The Twins protect two pitchers from the Rule 5 draft.
With the deadline to protect prospects from the Rule 5 draft looming, the Twins added two pitchers to their 40-man roster while leaving off a few notable names. Minnesota selected the contracts of Marco Raya and Travis Adams, moving them one step closer to the Big Leagues.
Raya has floated around the back end of Top 100 lists since Minnesota drafted him in the fourth round of the shortened 2020 MLB draft. He has the stuff, but has yet to have the breakout season Derek Falvey & Co. have been hoping for. The Twins have also been ultra-cautious with Raya’s workload, eclipsing 65 innings in a single season for the first time this past season. Raya spent most of 2024 at AA Wichita, but made a single start for the AAA St. Paul Saints before the end of the season to bring his season inning total to 97.2 with a 4.05 ERA, 24.6% strikeout rate and 10.5% walk rate. He will likely see time with the Twins at some point next season.
Adams, meanwhile, should also expect to get some time with the Big League club in 2025. He is the latest in the Twins’ ever-growing list of mid-to-late-round college pitchers that have flown up prospect boards. At a mere 6’ 1” tall, Adams differs from his towering contemporaries like Bailey Ober, David Festa, and Zebby Matthews, but he’s still plenty effective. In 127 innings between AA and AAA last season, Adams compiled a 3.90 ERA, 22.6% strikeout rate, and 6.7% walk rate. He still needs to prove he can strike out higher level hitters, but the Twins saw enough out of him to add him to the roster.

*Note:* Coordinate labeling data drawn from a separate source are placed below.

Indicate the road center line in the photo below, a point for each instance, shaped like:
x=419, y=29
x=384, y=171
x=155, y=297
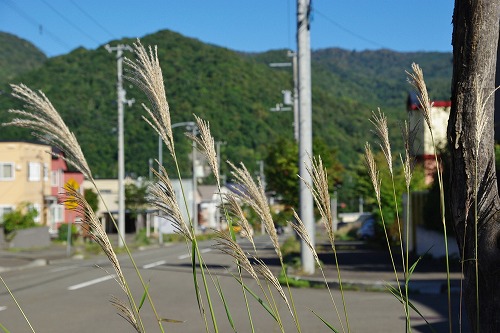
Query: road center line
x=187, y=255
x=155, y=264
x=91, y=282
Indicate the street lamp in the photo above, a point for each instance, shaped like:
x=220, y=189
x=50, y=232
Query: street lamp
x=295, y=94
x=190, y=126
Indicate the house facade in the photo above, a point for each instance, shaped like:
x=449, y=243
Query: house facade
x=423, y=147
x=30, y=175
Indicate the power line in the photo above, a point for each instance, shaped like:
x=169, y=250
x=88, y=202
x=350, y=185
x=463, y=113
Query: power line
x=352, y=33
x=70, y=22
x=93, y=20
x=37, y=24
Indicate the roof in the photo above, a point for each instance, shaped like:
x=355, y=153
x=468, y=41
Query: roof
x=412, y=102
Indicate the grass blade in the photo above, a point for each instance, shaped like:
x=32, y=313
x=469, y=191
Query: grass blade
x=4, y=329
x=257, y=298
x=325, y=322
x=226, y=307
x=141, y=303
x=402, y=299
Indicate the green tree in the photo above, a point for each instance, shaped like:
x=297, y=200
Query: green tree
x=365, y=189
x=282, y=168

Among the notable names the Twins left unprotected from the Rule 5 draft are left-handed pitcher Christian MacLeod and outfielder Kala’i Rosario. MacLeod is the most promising of the bunch. He missed all of 2022 with injury after being drafted in the fifth round of the 2021 draft, but has looked strong since then. He began 2024 in high A but finished in St. Paul, with the Twins pushing him aggressively. MacLeod still needs to add some fastball velocity, but the secondaries are encouraging enough that a move to the bullpen could make him an effective Big Leaguer in the Taylor Rogers mold.
Rosario has 25 homer power, but doesn’t do much else that well on a baseball field. He missed most of 2024 with injury, but wasn’t particularly effective when he was on the field, managing only a .726 OPS and .405 SLG in homer-happy Wichita. He struck out at a ghastly 30.4% clip and had some of the worst defensive highlights (lowlights?) you’ve ever seen from a corner outfielder. There’s still plenty to like in him as a prospect, but the Twins (likely correctly) determined that he wasn’t going to be a target by opposing teams in the Rule 5 draft. It’s hard to justify wasting a 26-man roster spot on a defensively challenged corner outfielder coming off of his worst offensive season.
With the additions of Raya and Adams, the 40-man roster sits at 37 with a few more spots likely opening up at the end of this week when MLB teams have to decide if they will tender contracts to their arbitration-eligible players.